As vehicle fleets go green, police departments around the world are looking for battery electric vehicles (BEVs) to fill various pursuit and patrol vehicle needs. That’s why police in the United Kingdom, where low emissions vehicles are desirable for a variety of reasons, have looked to Ford’s Mustang Mach-E as a possible solution.
Ford, sensing an opportunity, has cooked up this concept based on a Mach-E with the standard range battery pack and all-wheel-drive. (The Environmental Protection Agency rates this combination for 211 miles of range.) But interestingly enough, the car’s accessories—such as its blue lights, sirens, and strobes—don’t run off of the SUV’s battery pack, but rather its 12-volt conventional battery that Ford, like most EV builders, equips for accessory purposes. That also represents a limitation, and Ford is exploring a way to increase the 12-volt battery capacity to improve the number of accessories it can run. But, at least, the Mach-E can run its sirens and lights all it wants without affecting its driving range. The emergency lights are low-draw LEDs, too.
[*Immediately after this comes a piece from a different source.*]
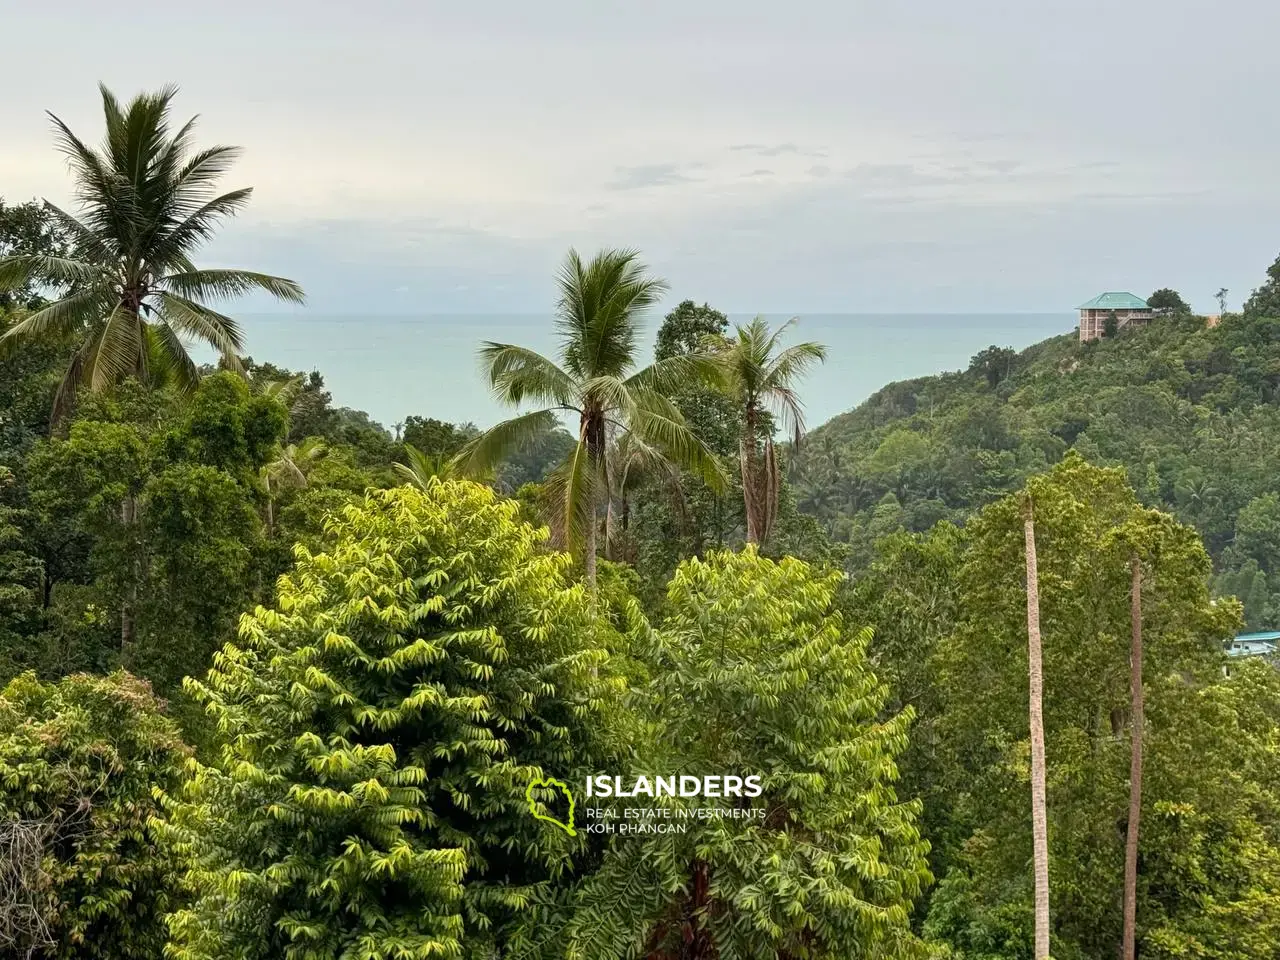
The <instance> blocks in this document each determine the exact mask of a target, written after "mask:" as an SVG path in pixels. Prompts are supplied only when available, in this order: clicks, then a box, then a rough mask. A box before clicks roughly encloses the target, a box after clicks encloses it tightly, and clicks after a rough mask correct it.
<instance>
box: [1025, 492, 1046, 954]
mask: <svg viewBox="0 0 1280 960" xmlns="http://www.w3.org/2000/svg"><path fill="white" fill-rule="evenodd" d="M1024 536H1025V540H1027V659H1028V663H1029V673H1030V708H1029V718H1030V728H1032V730H1030V732H1032V860H1033V870H1034V879H1036V960H1047V957H1048V818H1047V814H1046V803H1044V710H1043V695H1044V678H1043V673H1042V668H1041V632H1039V573H1038V571H1037V568H1036V518H1034V516H1033V515H1032V500H1030V498H1028V499H1027V513H1025V522H1024Z"/></svg>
Ford plans to offer other versions of the Mach-E to police departments, particularly the larger battery pack models with rear- and all-wheel drive. Meanwhile, the livery is a new design that attempts to improve visibility even further. The conversion was done by Safeguard SVP, an outfit that specializes in police conversions.
Will Ford’s American Police Vehicles operation adopt the Mach-E for patrol duty? It wasn’t too long ago that Ford introduced its first hybrid cop car, based on the now-defunct Fusion. And it currently produces the Ford Police Interceptor Utility Hybrid, which is essentially a Ford Explorer Hybrid modified for police duty. The Mach-E could make a lot of sense for some urban departments or in specialized roles, but that’s all up to Dearborn.